What Choosing Someone Actually Looks Like
It’s not a one-time declaration. It’s not the proposal or the anniversary dinner. Choosing your partner is something you do continuously, in the small and unglamorous moments that don’t make it onto anyone’s social media. It’s showing up when you’re tired. It’s having the conversation you’ve been avoiding. It’s asking how they’re doing and actually listening to the answer.
Wanting to be with someone means you actively support them. Not just when it’s easy. Not just when supporting them costs you nothing. You show up for the hard stuff too because you’ve decided this person matters to you. That decision has to be renewed constantly or it quietly stops being true.
Support, Care, Love, Respect
These four words get thrown around a lot. They also describe exactly what a relationship built on want looks like in practice. You support your partner’s growth even when it changes them. You care about their wellbeing without making it about your own feelings. You love them in a way that gives them room to be who they are. You respect them enough to be honest, to listen, and to take them seriously as a person.
None of that is possible in a relationship held together by need. Need is possessive. Need monitors and controls and panics when the other person grows. Want lets people breathe. Want celebrates when your partner thrives because you actually want good things for them, not just for what they give you.
Two Complete People
The strongest relationships are not two halves finding each other. That’s a nice line but it’s backwards. The strongest relationships are two whole people who look at each other and think, my life is good, and it’s better with you in it. They don’t complete each other. They complement each other. There’s a difference.

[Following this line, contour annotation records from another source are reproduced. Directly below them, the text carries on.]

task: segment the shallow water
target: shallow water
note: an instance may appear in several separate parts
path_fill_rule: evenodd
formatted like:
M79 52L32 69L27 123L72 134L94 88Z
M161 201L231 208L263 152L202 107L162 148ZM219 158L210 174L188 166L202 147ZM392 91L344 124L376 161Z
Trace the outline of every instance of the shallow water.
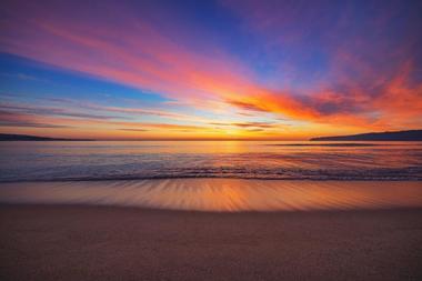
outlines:
M418 181L167 179L13 182L0 202L104 204L197 211L295 211L422 207Z
M0 182L154 178L422 180L422 142L0 143Z

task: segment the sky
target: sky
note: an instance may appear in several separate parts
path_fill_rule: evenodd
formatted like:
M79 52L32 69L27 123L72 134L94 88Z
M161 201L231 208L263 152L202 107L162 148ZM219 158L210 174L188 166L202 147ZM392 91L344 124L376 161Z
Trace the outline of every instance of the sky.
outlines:
M0 132L305 140L422 128L422 1L0 3Z

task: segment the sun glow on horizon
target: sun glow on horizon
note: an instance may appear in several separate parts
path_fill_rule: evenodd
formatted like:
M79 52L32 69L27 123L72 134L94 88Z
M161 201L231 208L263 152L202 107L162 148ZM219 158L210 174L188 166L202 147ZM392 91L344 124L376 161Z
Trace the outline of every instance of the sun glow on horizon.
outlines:
M1 8L3 133L305 140L422 127L419 3Z

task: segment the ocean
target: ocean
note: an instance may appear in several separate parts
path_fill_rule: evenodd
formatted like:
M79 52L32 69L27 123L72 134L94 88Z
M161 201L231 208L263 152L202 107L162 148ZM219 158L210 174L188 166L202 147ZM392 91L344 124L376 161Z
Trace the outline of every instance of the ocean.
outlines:
M0 182L179 178L420 181L422 142L0 143Z

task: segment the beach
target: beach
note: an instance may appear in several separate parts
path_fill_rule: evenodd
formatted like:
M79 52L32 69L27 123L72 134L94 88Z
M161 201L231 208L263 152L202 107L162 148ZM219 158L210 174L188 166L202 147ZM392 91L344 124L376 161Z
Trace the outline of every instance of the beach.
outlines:
M1 204L1 280L421 280L422 209Z

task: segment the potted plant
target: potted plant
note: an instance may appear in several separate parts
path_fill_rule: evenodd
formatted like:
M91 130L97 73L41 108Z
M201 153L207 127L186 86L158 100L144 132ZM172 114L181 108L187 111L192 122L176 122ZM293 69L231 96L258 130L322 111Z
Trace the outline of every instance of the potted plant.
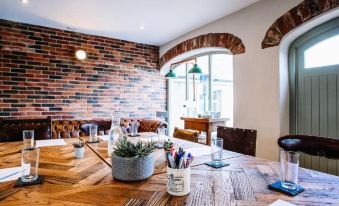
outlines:
M119 139L111 155L112 176L122 181L144 180L154 172L154 142L132 143Z
M81 159L84 157L84 153L85 153L85 143L82 141L77 141L77 142L73 142L73 146L75 149L75 158L77 159Z

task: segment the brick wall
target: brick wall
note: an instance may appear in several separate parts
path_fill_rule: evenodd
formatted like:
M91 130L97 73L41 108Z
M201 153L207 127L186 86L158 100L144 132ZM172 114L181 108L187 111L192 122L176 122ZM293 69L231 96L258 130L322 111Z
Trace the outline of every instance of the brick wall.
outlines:
M78 61L76 49L88 58ZM0 118L155 116L166 110L159 48L0 20Z

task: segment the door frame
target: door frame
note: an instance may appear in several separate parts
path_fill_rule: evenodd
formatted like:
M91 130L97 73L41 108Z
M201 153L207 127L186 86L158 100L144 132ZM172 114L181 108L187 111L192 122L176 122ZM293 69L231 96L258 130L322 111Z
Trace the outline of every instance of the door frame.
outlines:
M298 128L297 114L298 114L298 102L297 102L297 79L298 79L298 71L296 67L300 65L301 62L298 62L298 49L304 46L305 43L317 39L320 42L323 39L326 39L330 36L332 32L331 30L339 28L339 17L334 18L330 21L327 21L298 37L289 47L288 53L288 72L289 72L289 86L290 86L290 118L289 118L289 126L290 126L290 134L296 134ZM329 33L329 35L325 35L324 33ZM321 36L321 37L319 37ZM314 44L313 44L314 45ZM312 45L312 46L313 46Z

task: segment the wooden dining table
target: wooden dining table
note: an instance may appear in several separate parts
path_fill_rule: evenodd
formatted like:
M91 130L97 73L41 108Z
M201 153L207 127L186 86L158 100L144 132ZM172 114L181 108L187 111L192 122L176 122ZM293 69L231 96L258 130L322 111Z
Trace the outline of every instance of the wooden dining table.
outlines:
M85 137L84 140L87 138ZM279 179L278 162L224 151L221 169L210 161L209 146L172 138L183 148L201 151L191 167L191 192L171 196L166 191L167 174L163 150L156 153L155 172L149 179L121 182L111 175L107 142L85 145L85 156L75 159L72 142L40 148L41 185L14 188L15 181L0 183L0 205L269 205L281 199L296 205L339 205L339 178L300 169L305 191L296 197L271 191L267 185ZM21 163L22 142L0 143L0 169ZM114 165L113 165L114 166Z

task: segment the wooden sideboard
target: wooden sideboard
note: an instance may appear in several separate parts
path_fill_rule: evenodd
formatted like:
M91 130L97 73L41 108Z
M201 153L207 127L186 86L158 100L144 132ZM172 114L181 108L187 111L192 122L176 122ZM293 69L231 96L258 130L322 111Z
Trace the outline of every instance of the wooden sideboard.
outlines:
M212 132L217 131L217 126L226 126L226 122L229 121L229 118L181 117L181 120L184 120L185 122L185 129L206 132L206 144L211 145Z

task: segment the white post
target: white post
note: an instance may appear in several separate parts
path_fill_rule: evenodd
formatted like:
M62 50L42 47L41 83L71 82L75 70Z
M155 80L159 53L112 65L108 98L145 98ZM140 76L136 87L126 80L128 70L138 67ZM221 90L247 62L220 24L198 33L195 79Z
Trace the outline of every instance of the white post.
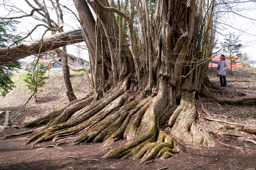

When you come to a relationship already whole, you’re not there to take. You’re there to give, to share, to build something together that neither of you could build alone. That’s a partnership. That’s what it looks like when two people genuinely choose each other, every day, for all the right reasons.
Make the Choice or Don’t
If you’re in a relationship right now, ask yourself honestly whether you’re there by choice or by default. And ask whether your partner is there by choice or because they don’t see another option. Both answers matter. A relationship where one person is choosing and the other is just staying is not a partnership. It’s a slow fade with occasional good days.
Want is the only valid reason to be with someone. Everything else you can build from there. But you need that as your starting point, or you’re building on sand.